Recent studies have witnessed significant advances in image restoration foundation models driven by improvements in the scale and quality of pre-training data. In this work, we find that the data mixture proportions from different restoration tasks are also a critical factor directly determining the overall performance of all-in-one image restoration models. To this end, we propose a high-capacity diffusion-based image restoration foundation model, FoundIR-v2, which adopts a data equilibrium scheduling paradigm to dynamically optimize the proportions of mixed training datasets from different tasks. By leveraging the data mixing law, our method ensures a balanced dataset composition, enabling the model to achieve consistent generalization and comprehensive performance across diverse tasks. Furthermore, we introduce an effective Mixture-of-Experts (MoE)-driven scheduler into generative pre-training to flexibly allocate task-adaptive diffusion priors for each restoration task, accounting for the distinct degradation forms and levels exhibited by different tasks.
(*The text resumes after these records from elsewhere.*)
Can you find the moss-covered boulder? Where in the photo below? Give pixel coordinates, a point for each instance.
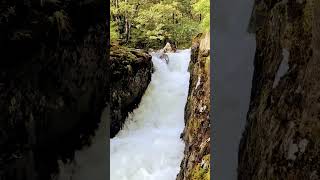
(196, 162)
(130, 74)
(281, 138)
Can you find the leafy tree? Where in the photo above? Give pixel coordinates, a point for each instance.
(150, 23)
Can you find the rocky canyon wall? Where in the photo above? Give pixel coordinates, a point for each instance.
(196, 135)
(53, 82)
(130, 74)
(281, 139)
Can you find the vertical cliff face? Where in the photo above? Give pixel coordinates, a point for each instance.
(281, 139)
(53, 82)
(196, 162)
(130, 74)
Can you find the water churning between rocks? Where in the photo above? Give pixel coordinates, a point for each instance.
(148, 147)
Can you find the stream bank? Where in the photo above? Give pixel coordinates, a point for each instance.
(130, 74)
(196, 135)
(53, 83)
(281, 139)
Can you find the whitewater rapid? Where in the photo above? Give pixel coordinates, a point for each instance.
(149, 146)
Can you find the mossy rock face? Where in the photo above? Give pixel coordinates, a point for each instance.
(196, 162)
(130, 71)
(53, 83)
(201, 171)
(281, 139)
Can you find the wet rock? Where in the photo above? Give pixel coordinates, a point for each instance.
(53, 83)
(196, 135)
(130, 76)
(281, 138)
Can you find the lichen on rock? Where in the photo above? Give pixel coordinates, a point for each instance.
(196, 162)
(130, 72)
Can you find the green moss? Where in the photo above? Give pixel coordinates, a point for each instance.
(123, 52)
(202, 170)
(308, 16)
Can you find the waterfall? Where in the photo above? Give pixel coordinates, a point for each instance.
(148, 147)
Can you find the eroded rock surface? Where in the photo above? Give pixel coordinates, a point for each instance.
(281, 139)
(53, 82)
(196, 162)
(130, 74)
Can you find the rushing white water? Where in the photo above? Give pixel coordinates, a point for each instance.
(149, 145)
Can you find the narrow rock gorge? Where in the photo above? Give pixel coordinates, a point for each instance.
(130, 74)
(281, 139)
(53, 82)
(196, 135)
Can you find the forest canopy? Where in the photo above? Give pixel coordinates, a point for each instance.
(152, 23)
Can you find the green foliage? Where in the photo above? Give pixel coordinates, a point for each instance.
(150, 23)
(114, 35)
(203, 7)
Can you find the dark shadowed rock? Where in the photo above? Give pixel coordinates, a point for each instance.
(196, 135)
(281, 139)
(130, 72)
(53, 82)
Extensive experiments demonstrate that our method can address over 50 sub-tasks across a broader scope of real-world scenarios and achieves favorable performance against state-of-the-art approaches.

Figures (8)

• Figure 1: Statistical analysis of the relationship between data mixture proportions and restoration performance for all-in-one foundation model. To facilitate clearer observations, we restrict the experimental analysis to four tasks: deblurring, dehazing, low-light enhancement, and SR. In the figure, the pie chart illustrates the training data distribution across different tasks, while the bar chart reports the corresponding PSNR results on each task’s test set.
• Figure 2: Illustration of the proposed FoundIR-v2. We adopt a dual scheduling strategy for both the training data and the base model, including (i) a data equilibrium scheduling is introduced into the pre-training process to dynamically optimize the data mixture, and (ii) an MoE-driven scheduler is integrated into the model to dynamically allocate task-adaptive diffusion priors. For low-resolution LQ inputs, our proposed FoundIR-v2 allows users to flexibly choose at test time whether to retain the original image resolution or apply SR operation.
• Figure 3: Visual example of high-quality GT data filtering.
• Figure 4: Visual comparison of image restoration results on the FoundIR-L+N and RealPhoto60 benchmarks. Zoom in for a better view.
• Figure 5: Visual comparison of mural restoration results.